2. What’s the same and what’s different

Let’s talk about what aspects of model training and validation are the same as for general binary classification problems, and what aspects differ.

2.1 Setup

Data and features

We use the following notation for the our labeled input data $\mathcal{D}$:

\[\mathcal{D}:=\{(x_{11},\ldots, x_{1m}, y_1),\ldots, (x_{n1},\ldots,x_{nm}, y_n)\}\subseteq \mathcal{X} \times \{ 0,1 \}\]

where each of the $n$ vectors in $\mathcal{D}$ represents a transaction, $\mathcal{X}\subseteq \mathbb{R}^m$ denotes the feature space, and the target class $y=1$ denotes fraudulent transactions. We’ll assume that any feature engineering has already taken place. (So the $m$ features include all engineered features.) We also assume that any categorical features have already been numerically encoded in some fashion. We will use boldface type to indicate vectors, e.g., $\mathbf{y}:=(y_1,\ldots, y_n)$. For the doubly-indexed \(x_{ij}\), we let \(\mathbf{x}_i := (x_{i1},\ldots,x_{im})\), the features for the $i$th transaction, for $1\leq i\leq n$.

Models

Consider a randomly selected transaction \((\mathbf{x}, y)\in\mathcal{X}\times \{0, 1\}\). We are interested in modeling $P(y=1 \mid \mathbf{x}\in\mathcal{X})$, the likelihood of fraud conditioned on the values of the features. Any given model of this probability specified by parameters $\mathbf{w}\in\mathbb{R}^W$ for some $W\geq 1$ will be a function \(f_{\mathbf{w}}:\mathcal{X}\rightarrow [0,1]\) with $f_{\mathbf{w}}(\mathbf{x})$ denoting the model’s predicted probabilty of fraud $P(y=1 \mid \mathbf{x}\in\mathcal{X})$ at feature vector $\mathbf{x}$.

So in this setup, we have our data $\mathcal{D}$, fully feature-engineered and numerically encoded. Let’s say we are considering a class of models (e.g. gradient-boosted trees or neural networks). Let’s talk about what’s the same and different for finding the “best” model (i.e., the best $\mathbf{w}$) to predict fraud, compared to other binary classification problems.

2.2 What’s the same

The goal and general framework for accomplishing them remain the same.

The goal in general terms

We’re still trying to fit a model $f_{\mathbf{w}}$ that performs well not just on the data it was trained on, but more importantly, on data the model hasn’t seen yet (generalizability).

How we try to accomplish the goal

We still try to accomplish the goal (finding the $\mathbf{w}$ for which $f_{\mathbf{w}}$ best predicts future fraud) through a process like the following.

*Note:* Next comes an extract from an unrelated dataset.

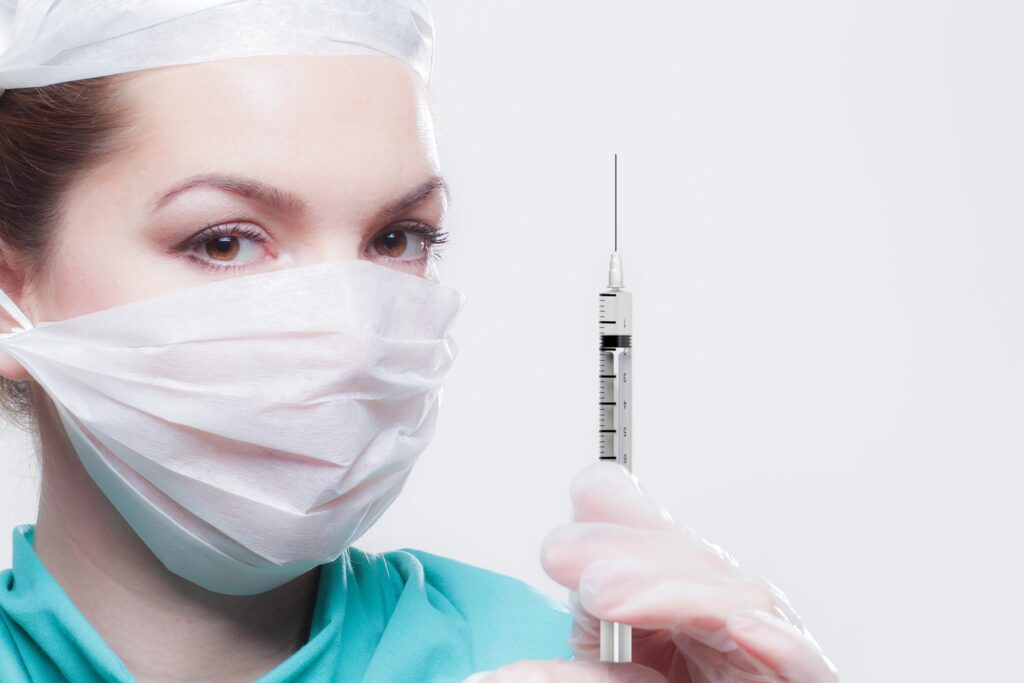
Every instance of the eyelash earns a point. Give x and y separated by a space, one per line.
435 239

  1. Set up your training/validation framework: Choose indices for either training data \(T_1\subseteq \{1, \ldots,n \}\) and validation data \(V_1\subseteq\{1, \ldots,n\}\), or a \(k\)-fold cross-validation setup \((T_1, V_1), \ldots, (T_k, V_k)\) for \(k\geq 1\). (I’m identifying members \((\mathbf{x}_i, y_i)\) of \(\mathcal{D}\) with their indices \(i\in \{1, \ldots, n \}\) .) Set \(k:=1\) in the former case and \(T:=\cup_{i=1}^k T_i\) in either case (so $T$ corresponds to the full training dataset). Also select a test dataset for final model assessment.

  2. Specify a loss function (or two): Specify two loss function \(Loss:\mathbb{R}^W\times\mathcal{P}(\{1, \ldots, n\})\rightarrow\mathbb{R}\) and \(ValLoss:\mathbb{R}^W\times\mathcal{P}(\{1, \ldots, n\})\rightarrow\mathbb{R}\) each of which assesses, for a given set of model parameters \(\mathbf{w}\in\mathbb{R}^W\) and \(S\subseteq \{1, \ldots, n \}\), how close the predicted values \(\{ f_{\mathbf{w}} (\mathbf{x}_i): i\in S \}\) are to the actual values \(\{ y_i: i\in S \}\). \(Loss\) will be the training loss function and \(ValLoss\) will be the validation loss. (They can be the same function, if desired.)

  3. Specify a regularization function: Define a regularization function \(\Omega:\mathbb{R}^W\times\Lambda\rightarrow\mathbb{R}\) that penalizes each of the ways your model can be complex (deeper trees, smaller leaves, etc) to varying degrees. The degrees of penalization are specified by hyperparameters \(\mathbf{\lambda}\) that take values in a hyperparameter space \(\Lambda\subseteq\mathbb{R}^H\) where $H$ is the number of hyperparameters.

  4. Tune the hyperparameters: Determine values for the hyperparameters that minimize (or seek to minimize) the validation loss on the validation data (or the average loss on the validation folds) when applied to the model parameters \(\mathbf{w}_{\mathbf{\lambda}}\) that minimize the regularized loss on the training data (or the average regularized loss on the training folds) for \(\lambda\). That is, set the tuned hyperparameters to be: \(\mathbf{\lambda}^*:= \arg\min_{\mathbf{\lambda} \in \Lambda} \left( \sum_{i=1}^k ValLoss\left( \arg\min_{\mathbf{w}\in\mathbb{R}^W} \left(\Omega(\mathbf{w}, \mathbf{\lambda}) + \frac{1}{k}\sum_{j=1}^k Loss(\mathbf{w}, T_j) \right), V_i\right) \right)\) (I’m omitting the multiplicative constant \(1/k\) from the \(ValLoss\) term. Also, note that the validation loss isn’t regularized. The purpose of regularization is to constrain the model parameters, not the hyperparameters. The hyperparameters are constrained by the choice of \(\Lambda\).)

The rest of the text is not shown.